HVTN119: Safety and Immunogenicity of pDNA Vaccines Expressing HIV M Group p24^Gag Conserved Elements and/or p55^Gag, Administered With IL-12 pDNA

Study Description

Brief Summary

The purpose of this study is to evaluate the safety, tolerability, and immunogenicity of two HIV-1 pDNA vaccines: p24CE1/2 pDNA and p55^gag pDNA administered with IL-12 pDNA adjuvant, given by intramuscular (IM) injection with electroporation (EP), in healthy, HIV-uninfected adults.

Detailed Description

This study will evaluate the safety, tolerability, and immunogenicity of two HIV-1 pDNA vaccines: p24CE1/2 pDNA and p55^gag pDNA administered with IL-12 pDNA adjuvant, given by intramuscular (IM) injection with electroporation (EP), in healthy, HIV-uninfected adults.

Participants will be randomly assigned to one of four groups: Group 1 Treatment, Group 1 Control, Group 2 Treatment, or Group 2 Control.

Participants in Group 1 Treatment will receive p24CE1/2 pDNA and IL-12 pDNA at Day 0 and Month 1, then p24CE1/2 pDNA plus p55^gag pDNA and IL-12 pDNA at Months 3 and 6. Participants in Group 1 Control will receive placebo (sodium chloride for injection) at Day 0 and Months 1, 3, and 6.

Participants in Group 2 Treatment will receive p55^gag pDNA and IL-12 pDNA at Day 0 and Months 1, 3, and 6. Participants in Group 2 Control will receive placebo (sodium chloride for injection) at Day 0 and Months 1, 3, and 6.

Study visits will occur at Day 0, Week 2, and Months 1, 1.25, 1.5, 3, 3.5, 6, 6.25, 6.5, 9, and 12. Visits may include physical examinations and clinical assessments, blood and urine collection, optional stool collection, HIV testing, risk reduction counseling, and interviews/questionnaires. At Month 18, study staff will contact participants for follow-up health monitoring.

Study Design

Outcome Measures

Primary Outcome Measures

1. Number of Participants Reporting Local Reactogenicity Signs and Symptoms: Pain and/or Tenderness [Measured through Month 0, 1, 3, 6]

   Graded according to the Division of AIDS (DAIDS) Table for Grading the Severity of Adult and Pediatric Adverse Events, Corrected Version 2.1, July 2017. The maximum grade observed for each symptom ove

2. Number of Participants Reporting Local Reactogenicity Signs and Symptoms: Erythema and/or Induration [Measured through Month 0, 1, 3, 6]

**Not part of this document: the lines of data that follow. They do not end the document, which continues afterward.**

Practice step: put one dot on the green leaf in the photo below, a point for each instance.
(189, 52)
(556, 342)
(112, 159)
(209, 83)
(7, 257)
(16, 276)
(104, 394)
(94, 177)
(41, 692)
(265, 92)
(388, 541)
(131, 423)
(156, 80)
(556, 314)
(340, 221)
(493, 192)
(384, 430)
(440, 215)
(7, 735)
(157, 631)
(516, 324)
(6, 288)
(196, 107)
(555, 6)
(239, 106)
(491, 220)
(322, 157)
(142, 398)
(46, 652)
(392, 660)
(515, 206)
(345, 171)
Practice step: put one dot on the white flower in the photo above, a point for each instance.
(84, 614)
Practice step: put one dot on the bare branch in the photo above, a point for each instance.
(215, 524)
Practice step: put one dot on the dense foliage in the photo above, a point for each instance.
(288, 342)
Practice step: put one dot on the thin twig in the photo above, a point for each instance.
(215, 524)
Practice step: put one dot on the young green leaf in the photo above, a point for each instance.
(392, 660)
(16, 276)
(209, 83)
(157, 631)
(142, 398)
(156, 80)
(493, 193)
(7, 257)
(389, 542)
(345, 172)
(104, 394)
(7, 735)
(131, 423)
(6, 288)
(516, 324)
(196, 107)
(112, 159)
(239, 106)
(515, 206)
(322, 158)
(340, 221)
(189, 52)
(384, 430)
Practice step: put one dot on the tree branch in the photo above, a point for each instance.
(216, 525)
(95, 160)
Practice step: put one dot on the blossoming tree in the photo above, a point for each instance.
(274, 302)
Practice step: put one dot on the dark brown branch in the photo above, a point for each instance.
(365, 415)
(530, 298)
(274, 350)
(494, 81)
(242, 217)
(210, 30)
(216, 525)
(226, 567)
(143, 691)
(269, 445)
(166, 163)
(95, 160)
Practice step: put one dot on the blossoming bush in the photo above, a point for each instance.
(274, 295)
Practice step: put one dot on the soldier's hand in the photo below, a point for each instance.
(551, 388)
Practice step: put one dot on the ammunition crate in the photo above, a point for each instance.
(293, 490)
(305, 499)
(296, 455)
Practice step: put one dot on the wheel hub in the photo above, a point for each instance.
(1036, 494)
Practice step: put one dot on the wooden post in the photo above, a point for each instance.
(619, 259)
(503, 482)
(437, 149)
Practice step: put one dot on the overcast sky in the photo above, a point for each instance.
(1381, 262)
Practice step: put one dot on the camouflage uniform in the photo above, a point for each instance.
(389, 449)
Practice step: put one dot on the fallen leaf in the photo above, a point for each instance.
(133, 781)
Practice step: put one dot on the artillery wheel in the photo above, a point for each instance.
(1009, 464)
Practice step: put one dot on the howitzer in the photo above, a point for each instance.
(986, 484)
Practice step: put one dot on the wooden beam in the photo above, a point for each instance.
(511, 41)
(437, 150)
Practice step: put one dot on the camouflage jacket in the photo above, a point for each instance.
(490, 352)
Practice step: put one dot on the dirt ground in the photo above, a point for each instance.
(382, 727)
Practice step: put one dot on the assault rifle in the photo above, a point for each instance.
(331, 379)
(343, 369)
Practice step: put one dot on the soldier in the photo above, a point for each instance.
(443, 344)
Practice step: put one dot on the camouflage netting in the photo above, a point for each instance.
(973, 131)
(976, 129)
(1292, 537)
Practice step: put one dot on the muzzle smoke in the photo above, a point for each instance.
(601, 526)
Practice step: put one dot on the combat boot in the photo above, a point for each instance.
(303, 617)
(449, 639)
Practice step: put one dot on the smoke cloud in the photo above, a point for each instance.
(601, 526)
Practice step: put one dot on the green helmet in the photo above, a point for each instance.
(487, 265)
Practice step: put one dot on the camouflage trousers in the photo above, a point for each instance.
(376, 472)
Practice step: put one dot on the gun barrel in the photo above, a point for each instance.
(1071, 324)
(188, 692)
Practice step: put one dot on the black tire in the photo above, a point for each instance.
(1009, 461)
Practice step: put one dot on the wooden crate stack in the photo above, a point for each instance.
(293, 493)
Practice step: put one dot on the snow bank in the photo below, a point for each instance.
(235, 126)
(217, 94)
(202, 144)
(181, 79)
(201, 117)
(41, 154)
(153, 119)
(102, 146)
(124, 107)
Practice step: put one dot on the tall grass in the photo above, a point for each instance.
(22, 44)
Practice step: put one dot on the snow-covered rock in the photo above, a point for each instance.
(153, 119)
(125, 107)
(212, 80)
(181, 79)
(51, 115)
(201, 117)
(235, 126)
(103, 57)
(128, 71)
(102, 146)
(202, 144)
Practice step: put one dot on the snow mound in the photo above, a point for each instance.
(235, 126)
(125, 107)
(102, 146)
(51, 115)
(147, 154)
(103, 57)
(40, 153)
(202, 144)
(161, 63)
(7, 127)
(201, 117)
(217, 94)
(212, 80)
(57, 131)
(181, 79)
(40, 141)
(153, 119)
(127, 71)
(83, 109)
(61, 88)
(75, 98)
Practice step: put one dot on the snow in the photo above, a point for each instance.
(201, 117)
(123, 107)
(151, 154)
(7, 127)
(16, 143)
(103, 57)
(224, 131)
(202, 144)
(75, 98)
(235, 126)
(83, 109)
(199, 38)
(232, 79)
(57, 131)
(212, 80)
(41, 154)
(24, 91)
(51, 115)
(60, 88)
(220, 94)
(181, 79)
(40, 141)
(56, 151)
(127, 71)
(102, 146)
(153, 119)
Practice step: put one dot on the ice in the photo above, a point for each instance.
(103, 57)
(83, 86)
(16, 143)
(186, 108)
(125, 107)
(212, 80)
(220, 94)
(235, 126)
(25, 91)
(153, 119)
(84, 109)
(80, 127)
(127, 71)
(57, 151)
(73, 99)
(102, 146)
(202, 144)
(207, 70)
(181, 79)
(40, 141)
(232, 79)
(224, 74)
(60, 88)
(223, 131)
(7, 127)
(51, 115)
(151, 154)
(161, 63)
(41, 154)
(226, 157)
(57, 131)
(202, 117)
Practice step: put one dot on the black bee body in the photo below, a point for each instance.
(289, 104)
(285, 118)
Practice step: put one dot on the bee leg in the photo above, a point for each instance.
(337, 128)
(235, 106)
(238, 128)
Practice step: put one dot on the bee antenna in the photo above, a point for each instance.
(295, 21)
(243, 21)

   Graded according to the Division of AIDS (DAIDS) Table for Grading the Severity of Adult and Pediatric Adverse Events, Corrected Version 2.1, July 2017. The maximum grade observed for each symptom ove

3. Number of Participants Reporting Systemic Reactogenicity Signs and Symptoms [Measured through Month 0, 1, 3, 6]

   Graded according to the Division of AIDS (DAIDS) Table for Grading the Severity of Adult and Pediatric Adverse Events, Corrected Version 2.1, July 2017. The maximum grade observed for each symptom ove

4. Chemistry and Hematology Laboratory Measures - Alkaline Phosphate (ALP), Aspartate Aminotransferase (AST), Alanine Aminotransferase (ALT), Creatine Phosphokinase (CPK) in U/L [Measured during screening, Days 14, 42, 98, 182 and 273]

   For each local laboratory measure-alkaline phosphate (ALP), aspartate aminotransferase (AST), alanine aminotransferase (ALT), creatine phosphokinase (CPK) in U/L, summary statistics were presented by treatment group and timepoint for the overall population.

5. Chemistry and Hematology Laboratory Measures - Creatinine in g/dL [Measured during screening, Days 14, 42, 98, 182 and 273]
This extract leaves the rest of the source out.